Still you have handled it all in a most wise manner, moving way from all the people and circumstances that had or were still, injuring you. On top of that you have shown great determination and ability to obtain your degree despite your past and despite the negative influence of your "sort of" freinds and alcohol. It is really an impressive set of feats.
Now your life has turned around and you have a wonderful partner and a good environment. It would be nice if you always felt happy as a result, however the past is still at least partly left inside you, after all abuse, bullying and toxic people do injure a person, even if it does not show on the outside.
So if you spend roughly one day in seven reacting to that past and being unable to cope it simply shows that the wisdom, tenacity and strenght you used before still have a way to go.
Getting professional mental help was spot-on (as I found) however that does not mean every therapist is right for every task or every person. It sounds like you may have gone as far as you can with that particular psychologist and were discouraged, feeling that things could not improve more.

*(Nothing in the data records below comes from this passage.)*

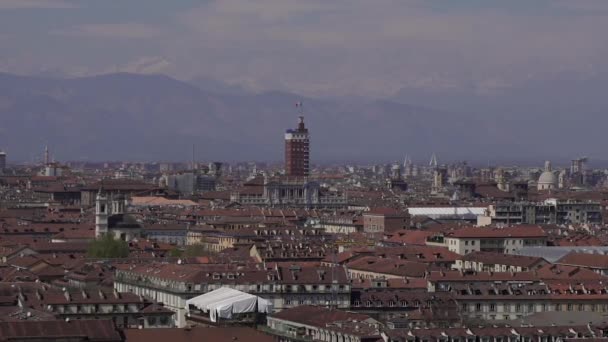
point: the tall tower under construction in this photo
(297, 154)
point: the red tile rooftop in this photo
(197, 334)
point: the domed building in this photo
(547, 179)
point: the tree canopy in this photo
(108, 247)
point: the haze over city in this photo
(477, 80)
(303, 170)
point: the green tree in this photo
(108, 247)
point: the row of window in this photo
(478, 307)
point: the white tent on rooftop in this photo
(224, 302)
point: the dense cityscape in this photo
(219, 251)
(303, 171)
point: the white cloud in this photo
(114, 31)
(145, 65)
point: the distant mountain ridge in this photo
(152, 117)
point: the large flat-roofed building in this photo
(550, 211)
(288, 192)
(500, 240)
(297, 155)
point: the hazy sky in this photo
(339, 47)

That is a far cry from indulgence -you still have a while to go, and other people's troubles, better or worse, are irrelevant.
Can I suggest you go back, see your GP in an extended consultation and talk abut those days you can't function well, and the fact your psych was not really helping you improve. See where that leads, perhaps a new approach by your old psych, perhaps a different one.
I had a partner who tried hard to support me and was a real comfort. I ended up (after a long time it's true) being able to talk to her about all of it -may I ask if you have anyone in your life who can give you unconditional support? Facing this alone wold be extra hard.